Quali risposte ha dato come studioso, allora? Ancora da Esoterismo e linguaggio mitologico:

Tutto questo è per me oggi il significato della parola mito. Una macchina che serve a molte cose, o almeno il presunto cuore misterioso, il presunto motore immobile e invisibile di una macchina che serva a molte cose, nel bene e nel male. È memoria, rapporto con il passato, ritratto del passato in cui qualche minimo scarto di linea basta a dare un’impressione ineliminabile di falso; e archeologia, e pensieri che stridono sulla lavagna, e che poi talvolta, inducono a farsi maestri per provocare anche in altri il senso di quello stridore.

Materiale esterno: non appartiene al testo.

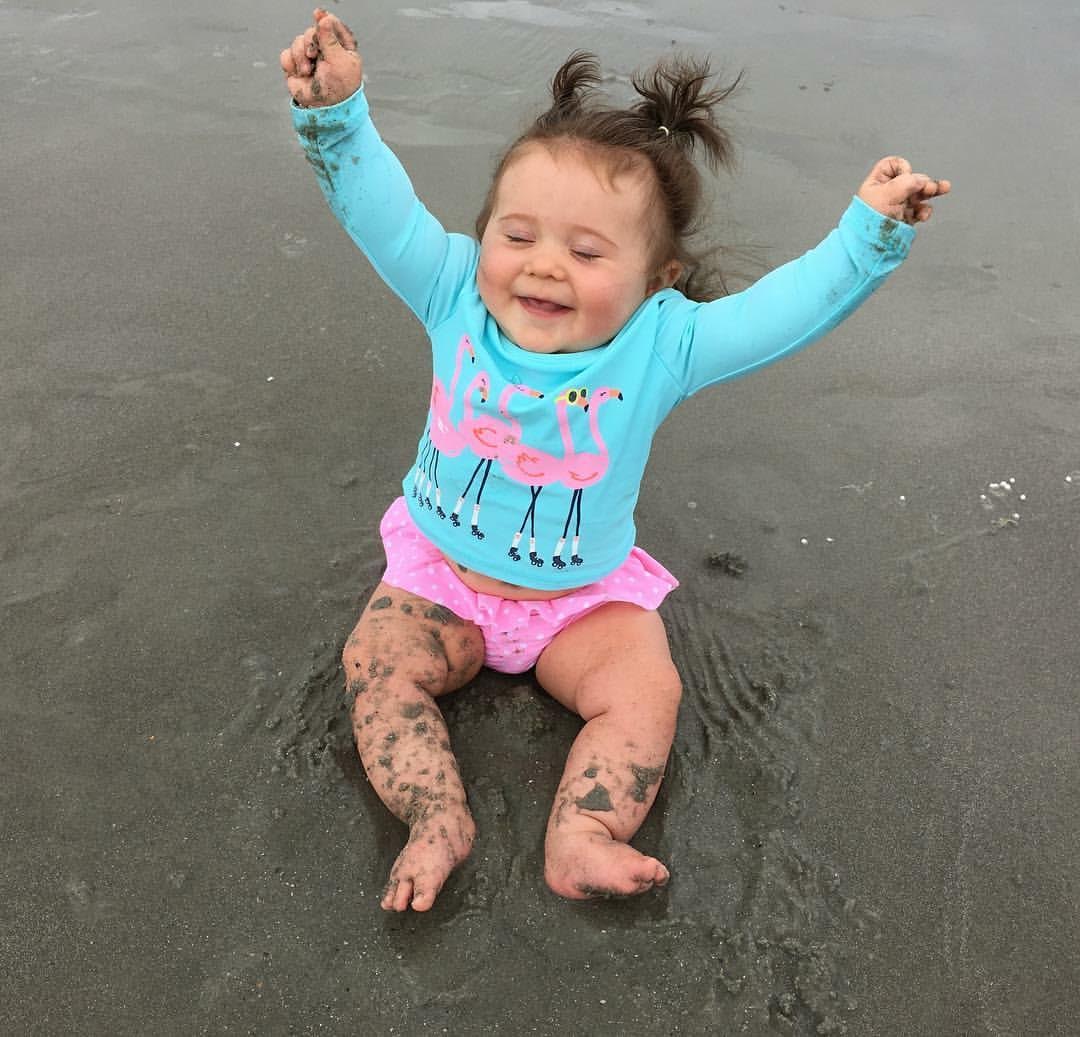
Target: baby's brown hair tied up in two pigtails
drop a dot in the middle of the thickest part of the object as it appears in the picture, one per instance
(664, 132)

Ed è violenza, mito del potere; e quindi anche il sospetto mai cancellabile dinanzi alle evocazioni di miti incaricate di una precisa funzione: quella innanzitutto di consacrare le forme di un presente che vuol essere coincidenza con un “eterno presente”.

Jesi pensava che il mito fosse il prodotto di una ‘macchina mitologica’, termine con indicava i dispositivi socio-culturali che producono ‘materiali mitologici’, ovvero ricoprono di un aura di valore determinati oggetto che vengono come illuminati di un di un surplus di significato. Con questa impostazione Jesi, che viene dalle suggestioni di Jung, di Mann, di Kerènyi e di Lèvi-Strauss, fiancheggia anche il post-strutturalismo francese, in particolare Derrida, per quanto riguarda la critica del pensiero metafisico (in definitiva una forma di mitologia particolarmente riuscita) e Barthes, per quanto riguarda la questione dei miti d’oggi e di come le mitologie siano modalità di costruzione di desiderio, emulazione, invidia sociale che ancora una volta sacralizzano anche luoghi come merci e mercato.

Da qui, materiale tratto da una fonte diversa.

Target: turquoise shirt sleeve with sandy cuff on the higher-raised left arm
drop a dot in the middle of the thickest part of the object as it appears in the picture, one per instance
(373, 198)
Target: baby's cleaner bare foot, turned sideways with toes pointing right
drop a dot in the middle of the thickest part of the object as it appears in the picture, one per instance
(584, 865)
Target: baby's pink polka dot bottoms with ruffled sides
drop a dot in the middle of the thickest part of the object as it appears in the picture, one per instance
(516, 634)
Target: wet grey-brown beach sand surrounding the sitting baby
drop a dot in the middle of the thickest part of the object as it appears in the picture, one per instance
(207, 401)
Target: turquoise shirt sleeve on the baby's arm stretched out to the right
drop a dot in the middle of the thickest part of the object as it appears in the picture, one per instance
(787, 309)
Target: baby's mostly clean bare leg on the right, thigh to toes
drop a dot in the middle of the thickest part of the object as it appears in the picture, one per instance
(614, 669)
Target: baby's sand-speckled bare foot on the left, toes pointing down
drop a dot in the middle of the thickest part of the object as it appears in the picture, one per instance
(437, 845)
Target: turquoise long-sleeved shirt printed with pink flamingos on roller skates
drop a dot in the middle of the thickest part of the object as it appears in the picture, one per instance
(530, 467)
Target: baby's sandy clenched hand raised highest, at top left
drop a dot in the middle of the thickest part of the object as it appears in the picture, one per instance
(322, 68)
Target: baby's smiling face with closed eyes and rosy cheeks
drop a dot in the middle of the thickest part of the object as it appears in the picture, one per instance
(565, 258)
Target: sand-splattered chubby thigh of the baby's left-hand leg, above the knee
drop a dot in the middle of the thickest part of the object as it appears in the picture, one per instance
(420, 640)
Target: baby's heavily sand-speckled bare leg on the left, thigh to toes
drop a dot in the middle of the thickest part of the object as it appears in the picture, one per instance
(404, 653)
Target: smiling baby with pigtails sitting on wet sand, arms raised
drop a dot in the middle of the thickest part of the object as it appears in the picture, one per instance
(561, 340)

Mi vorrei fermare a questo punto, dicendo come Jesi, e in questo sta anche la sua attualità, non si sia fermato a un solo discorso di critica del mito, ma che abbia anche riproposto il valore del mito in termini utopici, un valore di posizione di significati che fossero nel segno della vita e di un nuovo umanesimo emancipativo e liberatorio.

La mitologia possibile, il ritorno di nuove grandi narrazioni deve coincidere con una consapevole mitopoiesi 'leggera', che si sà racconto infondato e che mostra i segni del lavoro dell'autore, attraverso il montaggio e la citazione che mostrano la dimensione umana del mito, attraverso una pratica di scrittura nella quale il linguaggio espone la frattura tra realtà e immaginazione, tra io e oggetto mitico.

Questo sarebbe potuto accadere nella misura in cui il mito fosse restituito alla sua origine di racconto, qualcosa che si mantiene nel luogo di origine di ogni apparire dei fenomeni alla coscienza. Come ha scritto Lacoue-Labarth «funambolismo metafisico senza parapetto metafisico. O se preferite esperienza metafisica svuotata, pura esposizione al nulla».


1 commento:

  1. So che The tree of life è piaciuto molto alla critica, e immagino per ragioni simili a quelle da te ben enucleate, tuttavia il film per me è stato una grandissima delusione.
    Di pochissimo impatto le immagini cosmogoniche, inevitabilmente rinvianti al Kubrick di 2001 Odissea nello spazio, e soprattutto accompagnate dall'orrenda musica di zbigniew Preisner.
    Molto bello il personaggio del Padre.
    Non per insensibilità al tema della scomparsa di una persona cara, ma la scena finale dell'incontro con i defunti mi è sembrata di una banalità sconvolgente, innanzitutto dal punto di vista visivo.
    Non concordo poi sul fatto che la sensibilità di Malick sia pseudoeruopea: proprio in questo film mi pare che mostri di essere più americano che mai, proprio per il suo manichesimo natura/grazia. Che non discuto affatto, dato che aveva dato vita a un autentico e sublime capolavoro come The thin red line.